Following the end of LeSharo production, Winnebago began development of a new van-based RV, debuting the Winnebago Rialta for 1995. Similar in configuration to the LeSharo, the Rialta used a longer-wheelbase version of the Volkswagen EuroVan (Transporter T4) chassis. Alongside a narrower-body campervan (also produced by Winnebago), the Rialta marked the reintroduction of the T4 to the US (Volkswagen discontinued the passenger van after 1992). Initially fitted with a 110 hp 2.5L inline-5, a 2.8L VR6 (140 hp, later 201 hp) was introduced for 1996).

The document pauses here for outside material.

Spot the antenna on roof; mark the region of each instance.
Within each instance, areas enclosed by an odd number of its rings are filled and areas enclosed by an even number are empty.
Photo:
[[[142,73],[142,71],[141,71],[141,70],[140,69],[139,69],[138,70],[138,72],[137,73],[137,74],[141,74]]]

While VW ended imports of the T4 Transporter after 2003, Winnebago continued assembly of Rialtas through 2005, until it depleted its stockpile of T4 chassis cabs.

=== Mobility RV ===
In 1999, Winnebago sold the parts and product support rights to the LeSharo and its variants to Mobility RV (MRV). Now responsible for product support and assistance of the model line, the company owns both parts inventories of the model lines sourced from Winnebago authorized dealers and is the exclusive importer of Renault replacement parts, owning all relevant manufacturing tooling to sell both inventories online (to support the LeSharo). The sale effectively ends all liability from Winnebago Industries for service warranties through its own dealer network as the units were discontinued for either service, sales or parts by their authorized dealerships.